Alan,
Thanks again for the quick replies and assistance. As these things go, I did a
clean build and my query parser started working properly. Actually I wrote
some tests to test out the situation I reported and my tests confirmed how I
thought it should have worked and that got me to do a clean build.
Now the numbers look like this:
"facet_queries":{
"one-two-A":0,
"one-two-AB":1,
"one-two-ABC":0,
"two-three-A":0,
"two-three-AB":0,
"two-three-ABC":0,
"one-two-three-A":0,
"one-two-three-AB":0,
"one-two-three-ABC":1},
Ahh, much better! One the two that match have three clauses and three payloads
that match those clauses.
My tests are below, at the Lucene level.
Erik
// I don’t think these tests add anything to TestPayloadCheckQuery, but helped
me understand things better:
public void testTesting() throws Exception {
Analyzer simplePayloadAnalyzer = new Analyzer() {
@Override
public TokenStreamComponents createComponents(String fieldName) {
Tokenizer tokenizer = new MockTokenizer(MockTokenizer.WHITESPACE,
false);
return new TokenStreamComponents(tokenizer, new
DelimitedPayloadTokenFilter(tokenizer,'|', new IdentityEncoder()));
}
};
directory = newDirectory();
RandomIndexWriter writer = new RandomIndexWriter(random(), directory,
newIndexWriterConfig(simplePayloadAnalyzer)
.setMaxBufferedDocs(TestUtil.nextInt(random(), 100,
1000)).setMergePolicy(newLogMergePolicy()));
Document doc = new Document();
doc.add(newTextField("field", "one|A two|B three|C", Field.Store.YES));
writer.addDocument(doc);
reader = writer.getReader();
searcher = newSearcher(reader);
writer.close();
checkMatch("one two", new String[] {"A"}, false);
checkMatch("one two", new String[] {"A", "B"}, true);
checkMatch("one two", new String[] {"A", "B", "C"}, false);
checkMatch("two three", new String[] {"A"}, false);
checkMatch("two three", new String[] {"A", "B"}, false);
checkMatch("two three", new String[] {"A", "B", "C"}, false);
// extra check just to make sure we can match on “two three” with the right
payloads
checkMatch("two three", new String[] {"B", "C"}, true);
checkMatch("one two three", new String[] {"A"}, false);
checkMatch("one two three", new String[] {"A", "B"}, false);
checkMatch("one two three", new String[] {"A", "B", "C"}, true);
}
private void checkMatch(String phrase, String[] payloadArray, boolean
willMatch) throws IOException {
String[] terms = phrase.split(" ");
List<SpanQuery> stqs = new ArrayList<SpanQuery>();
for (String term : terms) {
stqs.add(new SpanTermQuery(new Term("field", term)));
}
SpanNearQuery snq = new SpanNearQuery(stqs.toArray(new
SpanQuery[stqs.size()]), 0, true);
IdentityEncoder encoder = new IdentityEncoder();
List<BytesRef> payloads = new ArrayList<>();
for (String rawPayload : payloadArray) {
payloads.add(encoder.encode(rawPayload.toCharArray()));
}
SpanPayloadCheckQuery spcq = new SpanPayloadCheckQuery(snq, payloads);
System.out.println("spcq = " + spcq);
checkHits(spcq, willMatch ? new int[] {0} : new int[] {});
}
> On Apr 25, 2017, at 5:44 AM, Alan Woodward <[email protected]> wrote:
>
> Hm, maybe - a quick look at the tests suggests that we don’t have anything
> that explicitly checks more than 2 clauses.

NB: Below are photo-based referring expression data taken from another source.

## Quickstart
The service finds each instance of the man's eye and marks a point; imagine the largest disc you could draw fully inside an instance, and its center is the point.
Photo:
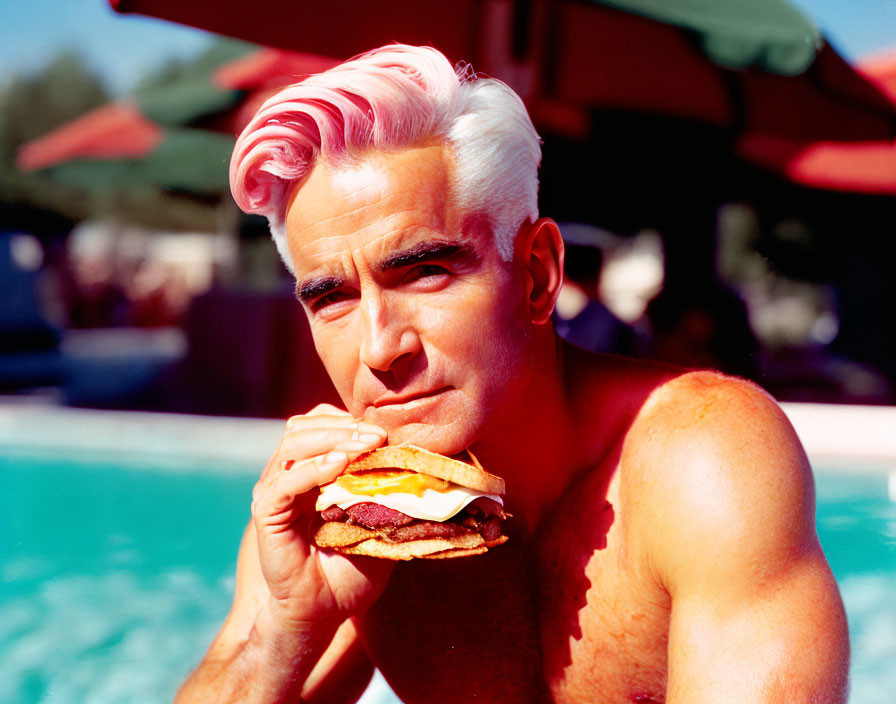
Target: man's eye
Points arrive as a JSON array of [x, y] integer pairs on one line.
[[330, 299], [426, 270]]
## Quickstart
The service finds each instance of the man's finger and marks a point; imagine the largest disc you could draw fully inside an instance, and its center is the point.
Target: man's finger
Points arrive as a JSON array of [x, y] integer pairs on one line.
[[311, 443]]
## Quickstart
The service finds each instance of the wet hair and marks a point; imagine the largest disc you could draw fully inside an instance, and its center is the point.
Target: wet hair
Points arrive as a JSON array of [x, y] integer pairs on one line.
[[394, 97]]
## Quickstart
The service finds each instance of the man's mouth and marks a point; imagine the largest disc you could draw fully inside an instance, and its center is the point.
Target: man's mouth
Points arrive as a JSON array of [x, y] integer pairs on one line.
[[401, 399]]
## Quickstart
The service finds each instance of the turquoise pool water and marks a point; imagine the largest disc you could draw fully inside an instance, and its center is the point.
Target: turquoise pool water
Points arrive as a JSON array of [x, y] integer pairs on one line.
[[116, 577]]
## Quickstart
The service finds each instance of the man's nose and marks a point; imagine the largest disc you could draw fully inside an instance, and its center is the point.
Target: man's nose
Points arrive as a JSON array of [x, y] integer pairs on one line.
[[388, 334]]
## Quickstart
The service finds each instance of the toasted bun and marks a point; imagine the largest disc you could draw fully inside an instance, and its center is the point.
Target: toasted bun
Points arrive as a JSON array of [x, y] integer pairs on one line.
[[416, 459], [356, 540]]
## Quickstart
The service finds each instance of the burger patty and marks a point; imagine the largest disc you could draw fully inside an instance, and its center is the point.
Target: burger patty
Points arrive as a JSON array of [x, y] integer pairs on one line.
[[481, 516], [376, 516]]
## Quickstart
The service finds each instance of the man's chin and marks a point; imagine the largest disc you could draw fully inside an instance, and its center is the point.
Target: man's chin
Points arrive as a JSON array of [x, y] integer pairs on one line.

Can you open an issue and add
> something to TestPayloadCheckQuery?
>
>
>> On 25 Apr 2017, at 10:23, Erik Hatcher <[email protected]
>> <mailto:[email protected]>> wrote:
>>
>> Alan - thanks for the reply. Given your explanation is there an off by one
>> term issue? The matches I'm seeing would happen if the last term weren't
>> considered.
>>
>> Do you have an example of multiple payloads too?
>>
>> Erik
>>
>> On Apr 25, 2017, at 04:16, Alan Woodward <[email protected]
>> <mailto:[email protected]>> wrote:
>>
>>> The query will only match a particular span if all the payloads in that
>>> span match the passed-in array. So for example, in your first query, the
>>> inner spanNear query matches two terms (words_dps:one and words_dps:two),
>>> so it needs to have an array of two payloads to match.
>>>
>>> You can use it for, for example, parts-of-speech tagging;
>>> spanPayCheck(spanTerm(text:run), payloadRef:noun) would only match
>>> instances of ‘run’ that are tagged as a noun, rather than a verb.
>>>
>>> I can see a case for a separate query that only matches when all of a
>>> span’s payloads match a single payload value
>>>
>>> Alan Woodward
>>> www.flax.co.uk <http://www.flax.co.uk/>
>>>
>>>
>>>> On 25 Apr 2017, at 01:40, Erik Hatcher <[email protected]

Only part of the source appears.